Variations in the MR scanner, such as differences in gradient conditions, coil sensitivity, and the optimal values of each scan parameter, can impact MRI signals. These variations can introduce bias in results when dealing with large multi-site MRI datasets for statistical analysis or deep neural network training. To address this, harmonization methods have been suggested with the united acquisition tool or deep learning-based methods1-8. However, generative network-based methods have shown a risk of generating inaccurate anatomical features2,4,6. This study suggests an end-to-end Physics-Constrained deep neural network for multi-site MR Harmonization, PhyCHarm. (PhyCHarm is an improved version of the 2023 ISMRM abstract9). PhyCHarm ensures the high quality of harmonized T1w while reducing motion artifacts in generated quantitative maps by incorporating the Bloch equation as a training constraint.

Methods

The PhyCHarm has two networks: (1) Quantitative Maps Generator and (2) Harmonization Network. Figure 1 shows the inference pipeline. The Quantitative Maps Generator generates T1-map and M0-map, and then the Bloch equation is utilized to calculate constrained T1w images. The Harmonization Network works to harmonize T1w images across Siemens, GE, and Philips.
Quantitative Maps Generator
1) Dataset
We used an open dataset, MICA-MICs10, consisting of INV1, INV2, T1w, and T1-map acquired from MP2RAGE sequence11. M0-map was generated from INV2 and T1-map through the inversion recovery signal equation. We used 20 subjects for training, 5 for validation, and 25 for inference.
2) Preprocessing
Brain reorientation was conducted to align axial slices along the z-axis using FSL12, FOV crop was carried out using ANTsPy13, and skull stripping was completed using HD-BET14.
3) Training Quantitative Maps Generator
Figure 2(A) illustrates the training pipeline of the Quantitative Maps Generator. The network was trained using 2D-U-Net15, MSE loss, and the ADAM16 optimizer with a learning rate 0.001. The total loss ($$$\mathcal{L}_{total}$$$) is defined as a weighted sum of the reconstruction loss ($$$\mathcal{L}_{T_{1}}$$$, $$$\mathcal{L}_{M_{0}}$$$) and the consistency loss ($$$\mathcal{L}_{cons}$$$).
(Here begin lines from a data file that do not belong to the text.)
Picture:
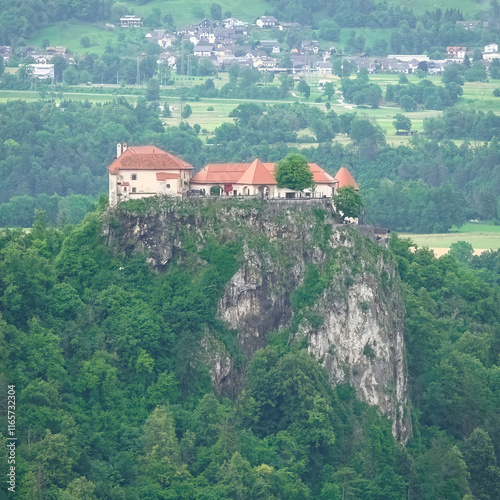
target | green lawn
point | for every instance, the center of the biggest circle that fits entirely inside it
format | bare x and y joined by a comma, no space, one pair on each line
183,10
481,236
69,33
369,34
468,7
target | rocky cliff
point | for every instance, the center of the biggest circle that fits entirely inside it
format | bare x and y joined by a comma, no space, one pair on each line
300,277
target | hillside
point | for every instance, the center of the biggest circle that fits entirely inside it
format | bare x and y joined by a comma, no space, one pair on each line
172,358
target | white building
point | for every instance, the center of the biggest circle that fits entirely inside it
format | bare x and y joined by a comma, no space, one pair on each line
41,71
266,22
143,171
257,179
130,21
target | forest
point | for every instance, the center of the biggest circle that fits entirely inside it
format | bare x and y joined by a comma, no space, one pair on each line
50,153
116,402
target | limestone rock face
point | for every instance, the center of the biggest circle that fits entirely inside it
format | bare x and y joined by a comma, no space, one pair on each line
323,284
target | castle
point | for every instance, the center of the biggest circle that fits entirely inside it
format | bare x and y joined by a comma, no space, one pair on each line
143,171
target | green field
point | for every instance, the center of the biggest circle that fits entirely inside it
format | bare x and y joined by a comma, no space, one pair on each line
69,33
369,34
477,95
480,236
468,7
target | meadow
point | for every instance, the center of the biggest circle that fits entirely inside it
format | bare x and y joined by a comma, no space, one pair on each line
481,236
209,113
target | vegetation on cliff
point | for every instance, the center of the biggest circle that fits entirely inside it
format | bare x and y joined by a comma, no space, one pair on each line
115,398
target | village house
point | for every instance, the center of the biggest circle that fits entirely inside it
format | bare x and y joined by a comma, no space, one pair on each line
324,67
143,171
271,45
131,21
266,22
5,52
471,25
310,46
489,56
55,51
168,59
231,22
289,26
257,179
456,52
161,37
203,50
264,63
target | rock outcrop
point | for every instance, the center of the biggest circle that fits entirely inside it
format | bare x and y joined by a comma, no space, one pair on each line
300,274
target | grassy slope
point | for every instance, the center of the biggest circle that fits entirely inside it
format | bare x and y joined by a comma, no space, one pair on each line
468,7
480,236
477,95
69,33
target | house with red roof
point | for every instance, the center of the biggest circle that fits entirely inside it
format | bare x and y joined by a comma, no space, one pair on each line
257,179
345,178
143,171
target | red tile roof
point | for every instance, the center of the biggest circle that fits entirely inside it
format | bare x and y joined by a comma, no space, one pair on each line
163,176
345,178
147,158
257,173
253,173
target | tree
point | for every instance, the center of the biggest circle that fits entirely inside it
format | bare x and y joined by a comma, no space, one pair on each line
85,41
407,103
329,30
304,88
293,172
186,111
463,251
206,68
482,465
349,202
329,90
119,9
401,122
167,113
153,90
453,74
216,11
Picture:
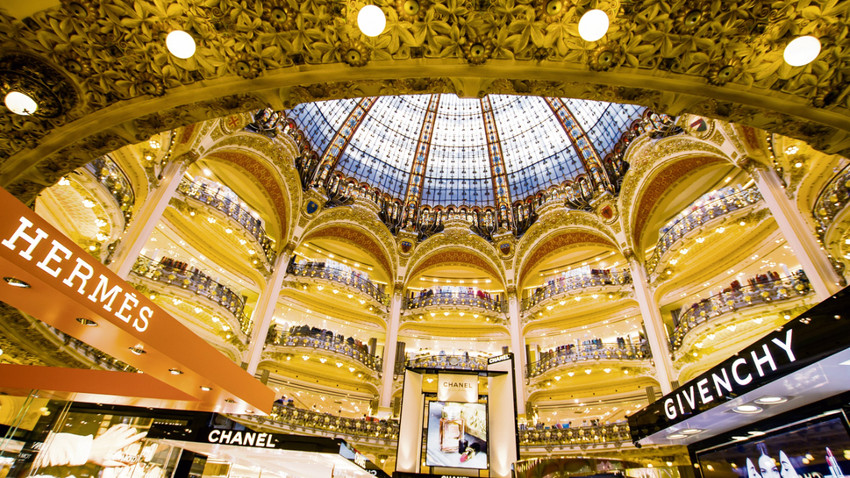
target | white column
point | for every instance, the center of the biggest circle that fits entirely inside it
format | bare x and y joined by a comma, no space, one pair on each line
390,345
147,218
656,333
797,233
518,347
264,311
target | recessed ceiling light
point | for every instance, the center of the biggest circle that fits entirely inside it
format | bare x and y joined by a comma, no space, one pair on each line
593,25
16,282
86,321
770,400
802,51
20,103
180,44
371,20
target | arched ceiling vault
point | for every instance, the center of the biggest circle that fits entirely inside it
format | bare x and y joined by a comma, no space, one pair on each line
114,83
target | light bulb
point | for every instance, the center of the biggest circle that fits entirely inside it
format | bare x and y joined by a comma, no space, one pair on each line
593,25
371,20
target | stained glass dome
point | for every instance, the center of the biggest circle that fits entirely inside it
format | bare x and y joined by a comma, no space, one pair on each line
442,149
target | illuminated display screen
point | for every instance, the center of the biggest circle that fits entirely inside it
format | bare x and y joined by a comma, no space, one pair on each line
809,450
457,435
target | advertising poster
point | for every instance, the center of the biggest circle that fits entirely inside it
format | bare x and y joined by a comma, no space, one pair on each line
457,435
103,446
811,450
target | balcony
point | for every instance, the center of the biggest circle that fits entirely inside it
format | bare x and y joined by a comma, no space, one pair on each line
246,218
350,279
699,217
752,295
295,419
615,434
447,362
327,342
112,177
197,282
584,354
460,300
598,281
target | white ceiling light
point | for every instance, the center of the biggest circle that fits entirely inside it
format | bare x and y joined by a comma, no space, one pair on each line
180,44
371,20
20,103
593,25
802,51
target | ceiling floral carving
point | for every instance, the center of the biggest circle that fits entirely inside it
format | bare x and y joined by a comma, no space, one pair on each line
713,58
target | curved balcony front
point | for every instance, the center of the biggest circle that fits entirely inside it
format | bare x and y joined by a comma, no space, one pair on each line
244,217
295,343
584,354
447,362
113,178
600,282
348,279
323,424
724,303
198,283
615,434
698,218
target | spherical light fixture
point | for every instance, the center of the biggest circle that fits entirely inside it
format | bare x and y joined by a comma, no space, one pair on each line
593,25
20,103
180,44
371,20
802,51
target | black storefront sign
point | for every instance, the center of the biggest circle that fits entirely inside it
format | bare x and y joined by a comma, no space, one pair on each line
820,332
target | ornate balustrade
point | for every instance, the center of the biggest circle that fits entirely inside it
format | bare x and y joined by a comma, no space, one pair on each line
447,362
456,299
832,200
321,271
603,434
232,209
112,177
560,286
587,353
291,417
737,299
99,358
324,342
698,217
196,282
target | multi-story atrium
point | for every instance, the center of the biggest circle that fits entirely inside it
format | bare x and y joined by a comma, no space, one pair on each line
327,235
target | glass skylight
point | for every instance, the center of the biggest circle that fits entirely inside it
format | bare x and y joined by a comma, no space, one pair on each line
537,150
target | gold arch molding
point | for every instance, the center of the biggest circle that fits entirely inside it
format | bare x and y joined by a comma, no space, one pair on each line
255,55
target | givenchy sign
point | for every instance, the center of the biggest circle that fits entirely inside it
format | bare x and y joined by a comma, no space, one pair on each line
725,379
457,388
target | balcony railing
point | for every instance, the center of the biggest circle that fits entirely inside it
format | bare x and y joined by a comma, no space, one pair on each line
736,299
562,285
699,216
587,353
448,362
348,278
458,299
326,343
99,358
223,203
197,282
603,434
292,417
832,200
112,177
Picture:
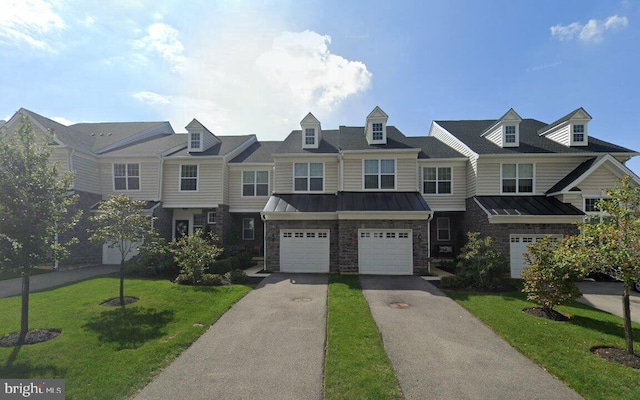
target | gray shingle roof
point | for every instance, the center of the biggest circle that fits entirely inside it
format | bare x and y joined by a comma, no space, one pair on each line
530,142
526,206
259,152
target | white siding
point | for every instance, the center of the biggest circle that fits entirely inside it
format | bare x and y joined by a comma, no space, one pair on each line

$$\mathcal{L}_{total} = \lambda_{1}\times\mathcal{L}_{T_{1}} + \lambda_{2}\times\mathcal{L}_{M_{0}}+\lambda_{3}\times{L}_{cons}$$
where λ1=1, λ2=1, λ3=1e-6. These values were defined experimentally.
The reconstruction loss was calculated between the predicted maps and the ground truth. The consistency loss was computed between the constrained T1w (ConsT1w) and the input T1w. The ConsT1w is generated as below:
$$T1w = M0 \times (1-2\times exp^{-\frac{TI}{T1}}+exp^{-\frac{TR}{T1}})\times exp^{-\frac{TE}{T2}}$$
$$consT1w' = \hat{M0}\times(1-2\times exp^{-\frac{TI}{\hat{T1}}}+exp^{-\frac{TR}{\hat{T1}}})$$
$$\hat{T2}term =\frac{T1w}{consT1w'}
=exp^{-\frac{TE}{T2}}$$
$$consT1w =\hat{M0}\times(1-2\times exp^{-\frac{TI}{\hat{T1}}}+exp^{-\frac{TR}{\hat{T1}}})\times\hat{T2}term $$
By using the inversion-recovery signal equation for T1w, we generated without the T2 term ($$$exp^{-\frac{TE}{T2}}$$$), employing a predicted M0map ($$$\hat{M0}$$$), a predicted T1map ($$$\hat{T1}$$$), TI / TR = 2830 / 5000 ms. To generate consT1w with $$$\hat{T2}term$$$, we calculated $$$\hat{T2}term$$$ by dividing the input T1w by consT1w'. Then, consT1w is used as a training constraint.
Harmonization Network
1) Dataset
T1w images (IRB-approved) of four healthy traveling subjects from three scanners at different sites were used: Siemens Trio (3T), GE SIGNA (3T), and Philips Ingenia CS (3T).
2) Preprocessing
The preprocessing method used for the Quantitative Maps Generator was utilized for the Harmonization Network dataset. To standardize the voxel size to 0.8 iso-voxel, we applied resampling to the GE dataset using spline interpolation. Subsequently, an affine registration was utilized to align the spatial orientation of the Siemens and Philips datasets to match that of the GE dataset. Finally, N4 bias correction17 was applied.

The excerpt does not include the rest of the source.